Previous research has reported the high capacity of R. pseudoacacia for nitrogen fixation (Buzhdygan et al. 2016), and higher N mineralization and nitrification rates in black locust plantations compared to surrounding soils (Williard et al. 2005). Moreover, the excess of N can accumulate in the soil (Berthold et al. 2009) by means of root exudates, contributing to increasing soil fertility (Joëlle et al. 2010). The main nitrogen form uptaken by plants is inorganic nitrogen including nitrate and ammonium. R. pseudoacacia benefits from nitrogen fixation associated with symbiotic rhizobia in root nodules (Cierjacks et al. 2013). The reduction of soil N availability induces nodulation and biological nitrogen fixing of R. pseudoacacia in order to sustain the required nitrogen amounts for plant growth (Mantovani et al. 2015).

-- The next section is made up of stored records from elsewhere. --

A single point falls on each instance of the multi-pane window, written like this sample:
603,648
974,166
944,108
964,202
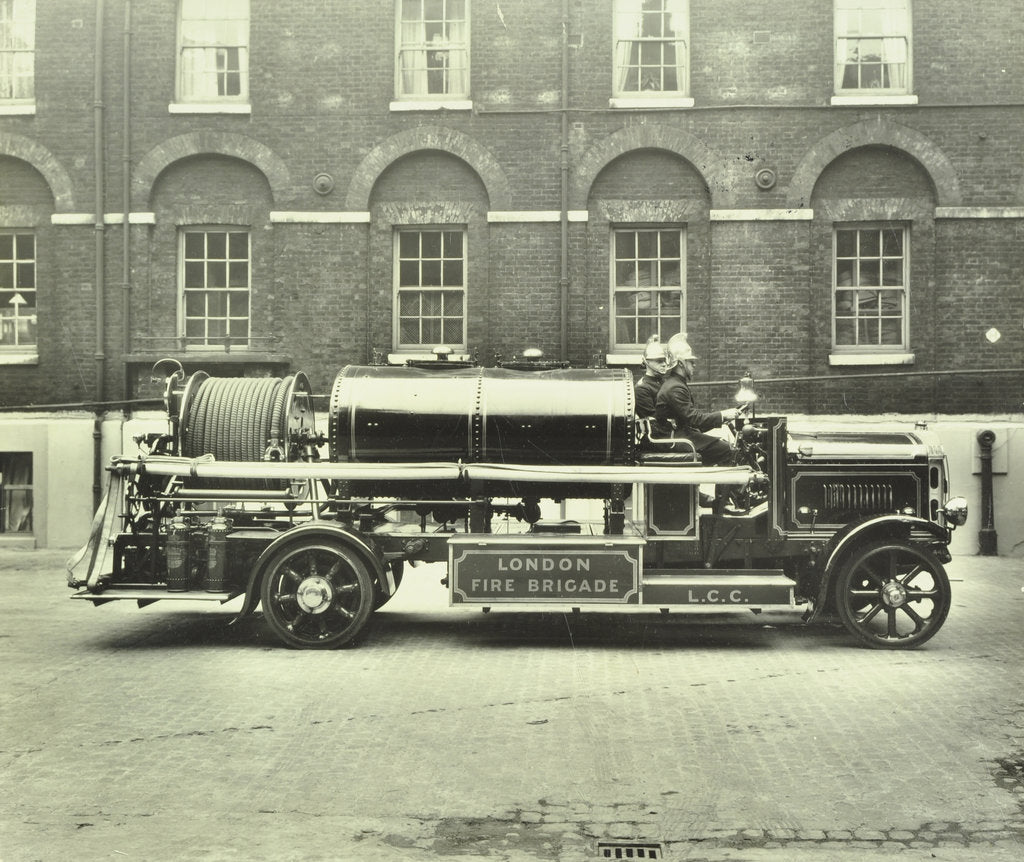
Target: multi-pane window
213,50
650,47
433,49
431,288
647,285
872,45
17,292
17,50
15,491
215,266
870,289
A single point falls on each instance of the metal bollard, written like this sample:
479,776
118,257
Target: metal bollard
987,537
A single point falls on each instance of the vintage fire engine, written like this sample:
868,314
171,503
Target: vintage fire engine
450,462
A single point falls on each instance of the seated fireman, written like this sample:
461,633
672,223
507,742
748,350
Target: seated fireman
674,407
654,362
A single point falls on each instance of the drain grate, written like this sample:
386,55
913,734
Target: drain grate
629,850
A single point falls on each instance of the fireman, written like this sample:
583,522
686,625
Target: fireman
654,362
675,408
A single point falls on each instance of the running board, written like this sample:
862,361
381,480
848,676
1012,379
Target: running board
147,595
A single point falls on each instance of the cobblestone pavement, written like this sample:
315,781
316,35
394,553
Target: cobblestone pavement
164,734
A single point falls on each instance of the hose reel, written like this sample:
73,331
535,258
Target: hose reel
246,419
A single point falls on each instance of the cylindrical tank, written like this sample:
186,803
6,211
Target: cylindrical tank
579,417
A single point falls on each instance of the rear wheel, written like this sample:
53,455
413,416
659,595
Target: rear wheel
893,595
316,594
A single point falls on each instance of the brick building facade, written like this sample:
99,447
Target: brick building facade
830,198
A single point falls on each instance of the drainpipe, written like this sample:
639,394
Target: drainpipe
987,539
563,281
98,143
126,190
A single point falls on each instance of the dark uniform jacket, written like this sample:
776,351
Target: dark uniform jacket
675,402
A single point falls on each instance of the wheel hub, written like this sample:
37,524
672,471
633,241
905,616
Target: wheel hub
314,595
894,594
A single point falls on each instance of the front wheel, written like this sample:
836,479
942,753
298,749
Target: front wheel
893,595
316,594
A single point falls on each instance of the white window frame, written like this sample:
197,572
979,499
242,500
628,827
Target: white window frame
651,273
209,340
423,54
12,316
204,94
883,27
425,285
7,488
17,56
852,275
631,49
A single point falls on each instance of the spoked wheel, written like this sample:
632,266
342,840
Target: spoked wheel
316,595
893,595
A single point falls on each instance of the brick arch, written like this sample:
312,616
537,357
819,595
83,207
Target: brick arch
196,143
429,137
18,146
648,136
876,133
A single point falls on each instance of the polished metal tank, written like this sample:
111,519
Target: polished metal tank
558,417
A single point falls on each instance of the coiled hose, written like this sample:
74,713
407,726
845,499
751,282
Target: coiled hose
237,418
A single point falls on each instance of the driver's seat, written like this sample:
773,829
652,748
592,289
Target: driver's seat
654,450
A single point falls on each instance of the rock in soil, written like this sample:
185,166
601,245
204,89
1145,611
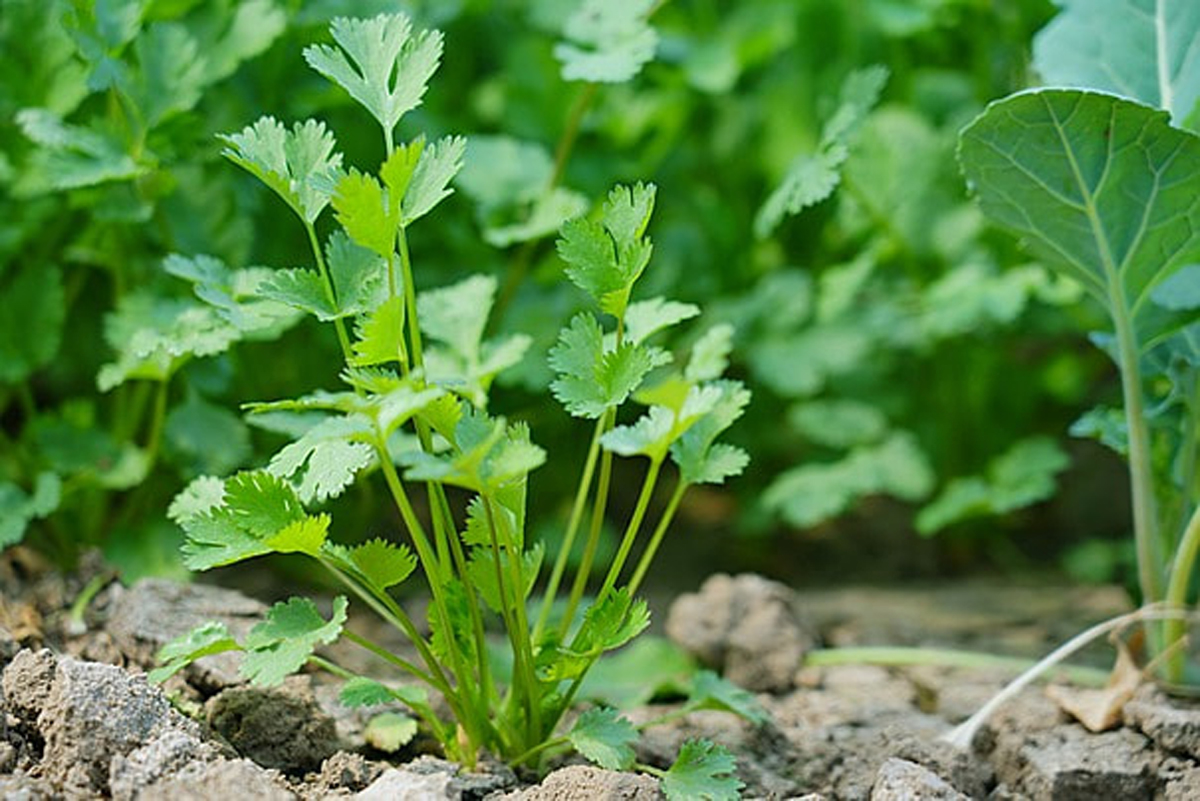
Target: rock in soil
277,727
747,627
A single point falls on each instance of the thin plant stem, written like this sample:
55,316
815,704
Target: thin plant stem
635,524
573,527
652,547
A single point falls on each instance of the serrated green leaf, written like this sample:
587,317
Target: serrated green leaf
363,210
643,319
591,378
329,455
1102,188
389,732
607,41
711,691
606,257
381,335
382,62
605,738
838,423
429,186
1021,475
201,495
299,164
283,642
178,654
709,355
383,564
71,156
702,771
1143,49
262,504
31,325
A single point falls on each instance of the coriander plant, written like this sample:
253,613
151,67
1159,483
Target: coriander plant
1103,184
417,372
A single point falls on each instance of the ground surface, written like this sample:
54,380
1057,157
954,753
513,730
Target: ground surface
77,718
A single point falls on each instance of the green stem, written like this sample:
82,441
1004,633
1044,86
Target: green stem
330,290
573,528
643,562
635,524
599,507
1177,592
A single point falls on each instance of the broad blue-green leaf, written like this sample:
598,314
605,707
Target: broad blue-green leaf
299,164
1102,188
702,772
283,642
382,62
1143,49
178,654
591,378
1021,475
429,186
811,493
607,41
813,176
31,324
605,738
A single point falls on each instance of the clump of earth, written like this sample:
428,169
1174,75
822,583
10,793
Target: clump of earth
78,718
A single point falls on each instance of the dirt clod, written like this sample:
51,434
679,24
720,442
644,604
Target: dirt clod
744,626
281,727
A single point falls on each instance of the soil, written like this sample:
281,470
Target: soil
78,720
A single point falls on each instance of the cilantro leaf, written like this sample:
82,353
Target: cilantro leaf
647,318
438,163
606,257
178,654
381,61
283,642
330,456
605,738
592,379
702,770
381,335
711,691
299,164
609,41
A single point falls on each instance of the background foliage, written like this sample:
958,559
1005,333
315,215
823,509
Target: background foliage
907,380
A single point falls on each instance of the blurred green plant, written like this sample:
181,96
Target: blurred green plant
418,372
1102,184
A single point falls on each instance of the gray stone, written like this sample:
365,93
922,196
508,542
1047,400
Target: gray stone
1173,728
397,784
163,756
95,712
277,727
587,783
154,612
1069,764
899,780
744,626
223,778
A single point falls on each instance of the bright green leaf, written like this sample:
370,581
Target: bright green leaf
702,771
381,61
605,738
283,642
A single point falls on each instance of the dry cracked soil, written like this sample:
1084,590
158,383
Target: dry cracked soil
79,721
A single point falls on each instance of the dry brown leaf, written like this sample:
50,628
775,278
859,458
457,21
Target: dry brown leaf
1099,710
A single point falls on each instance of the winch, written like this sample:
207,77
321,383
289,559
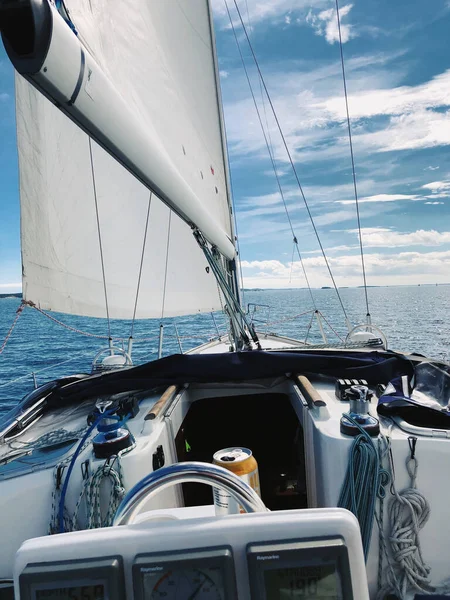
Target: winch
359,398
112,437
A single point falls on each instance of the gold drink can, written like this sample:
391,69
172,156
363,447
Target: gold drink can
242,463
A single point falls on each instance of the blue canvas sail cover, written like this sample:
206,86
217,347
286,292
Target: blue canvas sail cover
422,399
375,367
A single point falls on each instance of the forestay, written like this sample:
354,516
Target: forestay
160,57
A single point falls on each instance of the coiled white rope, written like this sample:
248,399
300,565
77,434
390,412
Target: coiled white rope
409,510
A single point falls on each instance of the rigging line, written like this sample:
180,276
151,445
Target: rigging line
294,170
352,156
142,262
241,276
99,238
292,263
167,264
271,157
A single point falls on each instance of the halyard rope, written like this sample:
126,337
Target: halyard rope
408,512
11,329
363,482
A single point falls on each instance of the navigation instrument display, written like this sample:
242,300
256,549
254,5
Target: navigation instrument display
99,578
318,582
180,584
91,591
314,569
203,574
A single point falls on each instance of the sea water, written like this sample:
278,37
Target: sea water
414,319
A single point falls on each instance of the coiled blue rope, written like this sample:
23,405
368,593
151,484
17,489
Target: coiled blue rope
364,481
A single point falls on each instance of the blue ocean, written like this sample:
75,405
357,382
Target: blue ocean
414,319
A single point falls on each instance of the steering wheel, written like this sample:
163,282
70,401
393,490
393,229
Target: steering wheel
197,472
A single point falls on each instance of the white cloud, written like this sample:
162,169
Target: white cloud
394,101
11,286
311,109
413,131
396,269
325,24
381,198
374,238
437,186
262,10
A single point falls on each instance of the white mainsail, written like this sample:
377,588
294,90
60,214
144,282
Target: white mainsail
168,76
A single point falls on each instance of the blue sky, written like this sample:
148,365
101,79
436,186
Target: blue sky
398,78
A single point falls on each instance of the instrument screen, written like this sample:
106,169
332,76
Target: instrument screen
183,583
318,582
90,591
204,574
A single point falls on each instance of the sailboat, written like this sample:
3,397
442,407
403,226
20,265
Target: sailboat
126,211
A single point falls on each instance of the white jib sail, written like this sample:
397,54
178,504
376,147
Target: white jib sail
161,58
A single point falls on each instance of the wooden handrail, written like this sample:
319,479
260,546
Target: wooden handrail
161,404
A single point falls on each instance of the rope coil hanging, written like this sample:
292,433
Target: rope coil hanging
408,513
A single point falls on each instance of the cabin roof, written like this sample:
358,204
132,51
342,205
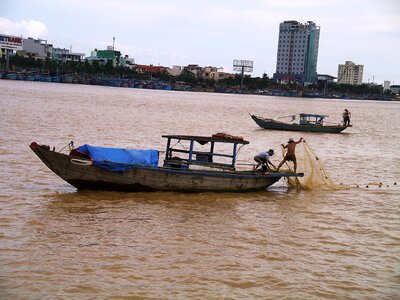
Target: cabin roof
313,115
205,139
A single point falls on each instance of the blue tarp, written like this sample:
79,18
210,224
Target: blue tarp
118,159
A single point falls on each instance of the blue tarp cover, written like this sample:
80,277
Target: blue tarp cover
118,159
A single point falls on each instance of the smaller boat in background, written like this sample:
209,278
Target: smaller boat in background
304,122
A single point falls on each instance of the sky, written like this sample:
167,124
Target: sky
215,32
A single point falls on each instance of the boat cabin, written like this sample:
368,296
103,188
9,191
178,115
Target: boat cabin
200,152
312,119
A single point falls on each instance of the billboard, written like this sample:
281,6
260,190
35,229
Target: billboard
10,42
246,65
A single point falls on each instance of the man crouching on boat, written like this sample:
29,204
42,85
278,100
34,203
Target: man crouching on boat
262,159
290,155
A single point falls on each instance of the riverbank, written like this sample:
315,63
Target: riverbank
157,84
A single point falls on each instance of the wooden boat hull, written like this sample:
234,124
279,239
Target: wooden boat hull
276,125
146,178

Therefore, both bacteria and N play an important role in the growth and development of R. pseudoacacia plantations.
With the development of R. pseudoacacia coppice plantations, unexpected problems have arisen in Mount Tai (China) forest ecosystems, including the decline of landscape quality, soil erosion and plant dwarfing, in line with previous research suggesting tree growth decline and trunk shape worsening (Geng et al. 2013). However, to date, most studies have attempted to investigate the effects of conversion from natural forests to plantations on soil properties, soil microbes and their community structure (Zhang et al. 2017; Yang et al. 2018). But there is a gap in knowledge concerning the effects of the transtion from seedling plantations to coppice stands. Radtke et al. (2013) showed that repeated clear cuttings every 20–30 years favored the spread of R. pseudoacacia. Yet, the effects of shift from seedling to coppice plantations on soil properties and soil microbes are not yet well understood, and information is scarce. The aim of this study was to (1) shed light on the effects of shifting from seedling to coppice stands in black locust plantations on soil properties and soil bacterial community composition, especially Rhizobium, and (2) investigate the relationships beween soil properties and bacterial community composition in seedling and coppice plantations, respectively. The study was performed in first generation seedling plantation stands (F), first generation coppice plantations (S) and second generation coppice plantations (T) in Mount Tai, China. We hypothesized that (1) the changes caused by the conversion of seedling to coppice stands lead to decline of soil quality, and to alterations in soil bacterial community composition, (2) nutrient availability plays an important role in shaping the bacterial community, and (3) the relative abundance of Rhizobium decreases in coppice plantations.